Sob o tanque de 17 litros, encontramos o bicilíndrico em V transversal a 90 graus, assinatura da casa há décadas. Esse 744 cm3 herdado da Breva desenvolve 49 cavalos a 6800 rpm e, sobretudo, 54,9 Nm de torque já a partir de 3600 giros. Os números não fazem sonhar no papel, é verdade. Mas esse motor não se julga pela potência bruta. Ele se saboreia na suavidade de sua resposta, naquele leve balanço lateral na troca de marchas, nessa mecânica que vive sob o piloto. A transmissão por cardã acaba de colocar essa V7 do lado das motos que se monta pelo prazer do trajeto, não pelo destino. Com seus 198 kg em ordem de marcha e seu câmbio de 5 marchas, ela não busca competir na categoria das esportivas. Ela segue seu caminho, literalmente.
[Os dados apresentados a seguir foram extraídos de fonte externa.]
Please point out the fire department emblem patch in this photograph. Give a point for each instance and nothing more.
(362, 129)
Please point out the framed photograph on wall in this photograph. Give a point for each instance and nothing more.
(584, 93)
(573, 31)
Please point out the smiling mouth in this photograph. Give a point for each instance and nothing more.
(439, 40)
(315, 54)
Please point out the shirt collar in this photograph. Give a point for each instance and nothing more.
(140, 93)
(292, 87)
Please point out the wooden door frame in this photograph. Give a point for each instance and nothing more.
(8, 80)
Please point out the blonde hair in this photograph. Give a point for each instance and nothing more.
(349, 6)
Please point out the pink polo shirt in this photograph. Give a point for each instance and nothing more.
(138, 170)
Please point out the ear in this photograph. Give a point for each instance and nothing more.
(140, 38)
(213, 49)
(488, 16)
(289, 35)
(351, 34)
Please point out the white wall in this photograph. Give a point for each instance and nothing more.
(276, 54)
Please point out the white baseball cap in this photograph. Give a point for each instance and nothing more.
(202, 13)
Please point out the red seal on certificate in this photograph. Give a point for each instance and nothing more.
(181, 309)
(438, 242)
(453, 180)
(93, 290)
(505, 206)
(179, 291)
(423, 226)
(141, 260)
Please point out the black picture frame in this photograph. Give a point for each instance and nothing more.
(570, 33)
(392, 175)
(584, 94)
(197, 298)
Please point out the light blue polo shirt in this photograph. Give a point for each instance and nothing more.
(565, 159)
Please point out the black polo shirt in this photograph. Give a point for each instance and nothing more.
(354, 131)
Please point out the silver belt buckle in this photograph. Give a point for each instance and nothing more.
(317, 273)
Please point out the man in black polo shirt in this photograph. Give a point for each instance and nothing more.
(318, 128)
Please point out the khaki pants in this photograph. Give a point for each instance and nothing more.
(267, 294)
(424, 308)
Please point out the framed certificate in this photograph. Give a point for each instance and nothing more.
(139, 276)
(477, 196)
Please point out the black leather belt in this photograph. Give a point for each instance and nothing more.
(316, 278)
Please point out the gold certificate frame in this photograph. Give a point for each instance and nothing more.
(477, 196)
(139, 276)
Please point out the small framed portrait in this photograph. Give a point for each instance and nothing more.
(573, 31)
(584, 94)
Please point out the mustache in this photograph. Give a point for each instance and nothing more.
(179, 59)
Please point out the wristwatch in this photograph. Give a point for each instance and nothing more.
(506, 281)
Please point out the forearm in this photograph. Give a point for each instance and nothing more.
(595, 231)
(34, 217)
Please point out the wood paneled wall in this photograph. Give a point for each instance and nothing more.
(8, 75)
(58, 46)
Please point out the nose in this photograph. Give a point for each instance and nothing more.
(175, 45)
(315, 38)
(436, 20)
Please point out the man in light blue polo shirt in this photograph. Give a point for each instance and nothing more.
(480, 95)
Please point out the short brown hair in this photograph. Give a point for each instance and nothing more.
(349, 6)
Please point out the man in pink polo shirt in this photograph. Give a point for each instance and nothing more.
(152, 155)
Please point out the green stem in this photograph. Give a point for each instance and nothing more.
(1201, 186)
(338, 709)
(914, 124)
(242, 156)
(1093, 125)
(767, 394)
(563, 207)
A parte ciclo permanece fiel à filosofia do conjunto. Um quadro duplo berço tubular em aço, uma forqueta telescópica de 40 mm com 130 mm de curso, dois amortecedores traseiros. A frenagem recorre a um disco de 320 mm pinçado por uma pinça de quatro pistões na dianteira e um disco de 260 mm na traseira. Sem ABS no programa dessa safra, o que começa a ficar defasado diante de uma Bonneville que já oferecia a opção. O assento posicionado a 805 mm permanece acessível à maioria dos biotipos e as rodas raiadas calçadas em 100/90-18 e 130/80-17 completam um quadro resolutamente clássico. A Moto Guzzi V7 750 Classic não engana na mercadoria. O que você vê é o que você leva.
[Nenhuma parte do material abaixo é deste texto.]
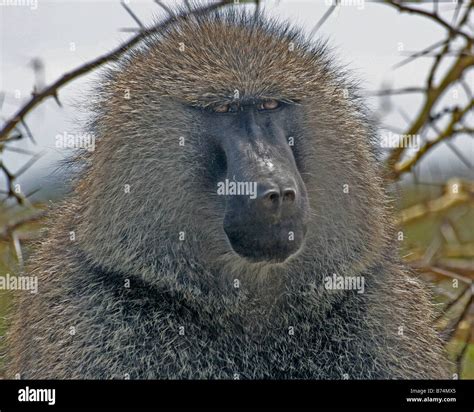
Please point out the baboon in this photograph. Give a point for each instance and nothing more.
(148, 272)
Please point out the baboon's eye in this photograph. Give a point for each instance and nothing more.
(269, 104)
(223, 108)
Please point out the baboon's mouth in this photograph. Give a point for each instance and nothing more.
(270, 243)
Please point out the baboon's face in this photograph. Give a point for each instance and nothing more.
(265, 219)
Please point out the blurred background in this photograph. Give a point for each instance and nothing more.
(414, 61)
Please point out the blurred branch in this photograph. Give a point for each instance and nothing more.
(449, 131)
(464, 60)
(431, 15)
(456, 192)
(52, 89)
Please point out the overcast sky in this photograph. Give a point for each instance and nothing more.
(369, 37)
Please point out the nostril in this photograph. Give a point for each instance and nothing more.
(289, 195)
(271, 198)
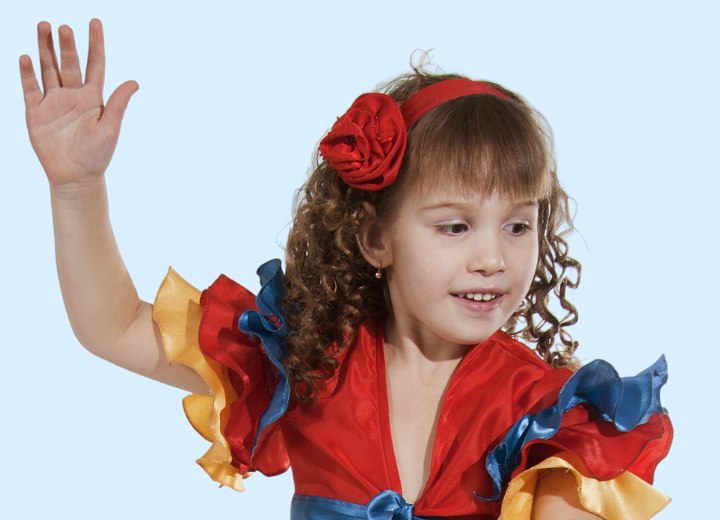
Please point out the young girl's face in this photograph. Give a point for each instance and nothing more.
(461, 264)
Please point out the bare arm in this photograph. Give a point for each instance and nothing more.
(74, 136)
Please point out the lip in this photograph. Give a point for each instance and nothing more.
(480, 306)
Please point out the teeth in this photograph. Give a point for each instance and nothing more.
(485, 297)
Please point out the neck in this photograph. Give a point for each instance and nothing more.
(408, 343)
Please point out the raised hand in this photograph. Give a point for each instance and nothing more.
(72, 132)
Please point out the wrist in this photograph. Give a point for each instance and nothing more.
(80, 190)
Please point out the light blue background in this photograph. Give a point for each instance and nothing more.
(233, 101)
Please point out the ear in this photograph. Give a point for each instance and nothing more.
(373, 240)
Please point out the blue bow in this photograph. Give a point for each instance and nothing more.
(389, 505)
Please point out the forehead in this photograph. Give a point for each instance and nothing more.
(450, 197)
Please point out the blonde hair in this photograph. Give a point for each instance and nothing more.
(477, 142)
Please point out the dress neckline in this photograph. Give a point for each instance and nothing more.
(393, 472)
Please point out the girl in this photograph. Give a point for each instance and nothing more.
(383, 366)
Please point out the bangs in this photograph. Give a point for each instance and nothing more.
(480, 143)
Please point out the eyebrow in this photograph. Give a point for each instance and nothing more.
(450, 204)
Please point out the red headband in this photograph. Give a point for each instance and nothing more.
(436, 94)
(366, 145)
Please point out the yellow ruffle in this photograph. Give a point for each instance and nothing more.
(177, 312)
(626, 496)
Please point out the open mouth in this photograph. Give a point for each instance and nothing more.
(478, 297)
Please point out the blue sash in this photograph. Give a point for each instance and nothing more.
(386, 505)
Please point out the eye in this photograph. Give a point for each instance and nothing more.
(453, 228)
(517, 228)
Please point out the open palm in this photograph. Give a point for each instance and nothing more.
(72, 132)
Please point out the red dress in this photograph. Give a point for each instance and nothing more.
(341, 449)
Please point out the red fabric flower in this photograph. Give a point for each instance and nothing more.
(366, 145)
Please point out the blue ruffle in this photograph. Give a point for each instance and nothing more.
(270, 327)
(625, 401)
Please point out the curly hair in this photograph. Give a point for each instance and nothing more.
(474, 142)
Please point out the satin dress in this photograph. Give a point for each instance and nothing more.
(506, 418)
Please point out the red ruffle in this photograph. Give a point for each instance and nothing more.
(605, 451)
(250, 373)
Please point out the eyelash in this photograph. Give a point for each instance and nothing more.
(525, 227)
(447, 229)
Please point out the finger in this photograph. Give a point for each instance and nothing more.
(117, 103)
(48, 61)
(95, 70)
(31, 89)
(70, 71)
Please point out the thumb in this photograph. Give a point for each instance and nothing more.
(118, 102)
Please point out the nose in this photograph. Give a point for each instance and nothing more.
(487, 256)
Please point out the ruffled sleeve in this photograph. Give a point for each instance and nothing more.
(234, 341)
(625, 496)
(610, 431)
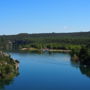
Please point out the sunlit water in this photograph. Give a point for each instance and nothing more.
(48, 72)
A 8 290 euros em 2010, a V7 se posicionava como concorrente direta da Triumph Bonneville, ligeiramente mais barata porém também menos potente. Diante da Kawasaki W 800 que despontava na mesma época, ela opunha um caráter de motor radicalmente diferente. O V-twin transversal contra o paralelo twin, o cardã contra a corrente, a Itália contra o Japão. Filosofias que tudo opõe e que, no entanto, miram o mesmo motociclista. Aquele que quer uma máquina simples, sincera, feita para as estradas vicinais do domingo de manhã e não para a rodovia. A velocidade máxima de 170 km/h confirma que o terreno de jogo dessa V7 se situa bem abaixo do fundo do velocímetro.
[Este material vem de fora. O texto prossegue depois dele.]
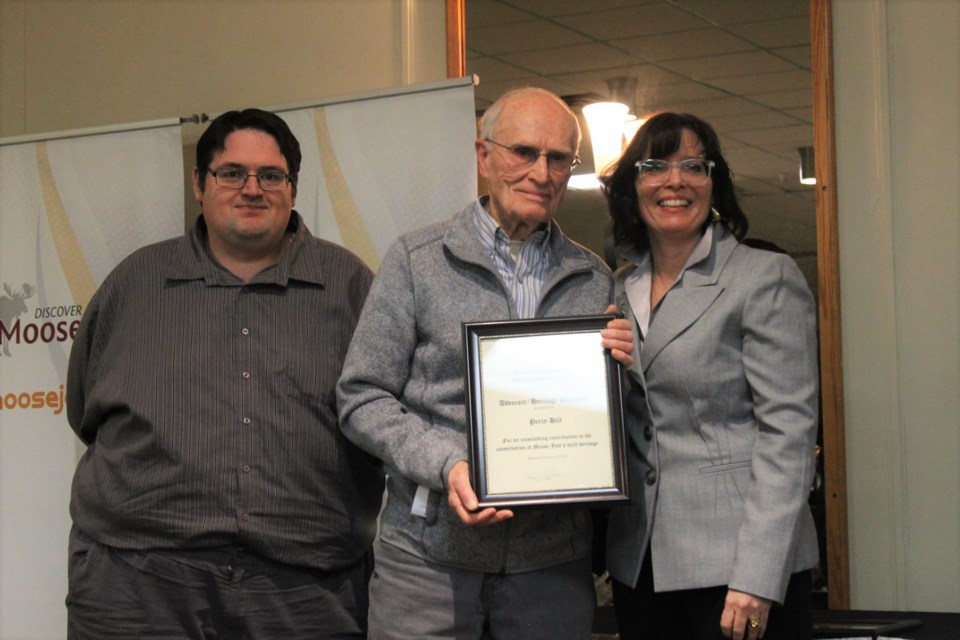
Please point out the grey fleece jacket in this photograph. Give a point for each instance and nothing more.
(401, 395)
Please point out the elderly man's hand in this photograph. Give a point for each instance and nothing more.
(463, 500)
(618, 338)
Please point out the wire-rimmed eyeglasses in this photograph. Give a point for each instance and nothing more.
(236, 178)
(693, 171)
(522, 156)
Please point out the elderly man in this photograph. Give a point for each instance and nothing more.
(445, 569)
(217, 498)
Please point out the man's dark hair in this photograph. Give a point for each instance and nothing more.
(214, 139)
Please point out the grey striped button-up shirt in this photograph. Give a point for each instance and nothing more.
(209, 409)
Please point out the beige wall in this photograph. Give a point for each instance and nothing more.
(67, 64)
(897, 66)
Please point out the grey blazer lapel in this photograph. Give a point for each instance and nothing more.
(699, 287)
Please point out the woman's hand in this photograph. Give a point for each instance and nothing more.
(744, 616)
(618, 338)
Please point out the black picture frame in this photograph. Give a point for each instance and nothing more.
(545, 412)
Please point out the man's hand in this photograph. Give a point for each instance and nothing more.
(463, 500)
(618, 338)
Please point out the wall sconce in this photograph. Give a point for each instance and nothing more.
(807, 173)
(605, 120)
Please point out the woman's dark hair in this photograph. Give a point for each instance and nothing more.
(660, 137)
(214, 139)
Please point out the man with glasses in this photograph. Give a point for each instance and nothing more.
(217, 497)
(444, 568)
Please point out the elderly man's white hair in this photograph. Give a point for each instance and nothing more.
(489, 119)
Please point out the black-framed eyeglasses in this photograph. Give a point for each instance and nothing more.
(693, 171)
(521, 156)
(236, 178)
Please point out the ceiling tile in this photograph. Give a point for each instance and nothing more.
(683, 44)
(521, 36)
(800, 56)
(775, 33)
(637, 20)
(553, 8)
(765, 82)
(791, 99)
(484, 13)
(726, 12)
(733, 64)
(567, 59)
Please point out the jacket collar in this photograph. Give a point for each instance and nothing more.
(462, 240)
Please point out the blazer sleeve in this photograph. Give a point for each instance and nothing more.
(780, 364)
(375, 374)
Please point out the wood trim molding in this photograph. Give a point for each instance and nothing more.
(456, 39)
(828, 267)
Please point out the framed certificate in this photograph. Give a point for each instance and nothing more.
(545, 411)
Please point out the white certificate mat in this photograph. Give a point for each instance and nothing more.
(546, 413)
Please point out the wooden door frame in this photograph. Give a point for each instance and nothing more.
(828, 269)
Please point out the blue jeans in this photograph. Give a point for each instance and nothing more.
(212, 594)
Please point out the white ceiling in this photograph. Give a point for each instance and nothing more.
(741, 65)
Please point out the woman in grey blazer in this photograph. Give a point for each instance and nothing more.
(718, 540)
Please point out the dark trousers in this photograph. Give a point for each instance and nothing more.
(694, 614)
(226, 593)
Essa Classic se destina aos motociclistas que já superaram a corrida por cavalos. Acessível aos detentores da habilitação A2 graças aos seus 49 cavalos, ela pode seduzir um recém-habilitado atraído pelo estilo vintage tanto quanto um piloto experiente em busca de uma segunda moto sem pretensão. Seu principal defeito continua sendo um equipamento um pouco justo para a época, notadamente a ausência de frenagem combinada ou de ABS. Seu principal trunfo é justamente não tentar fazer demais. Uma moto que cheira a mecânica honesta e curvas feitas sem pressa.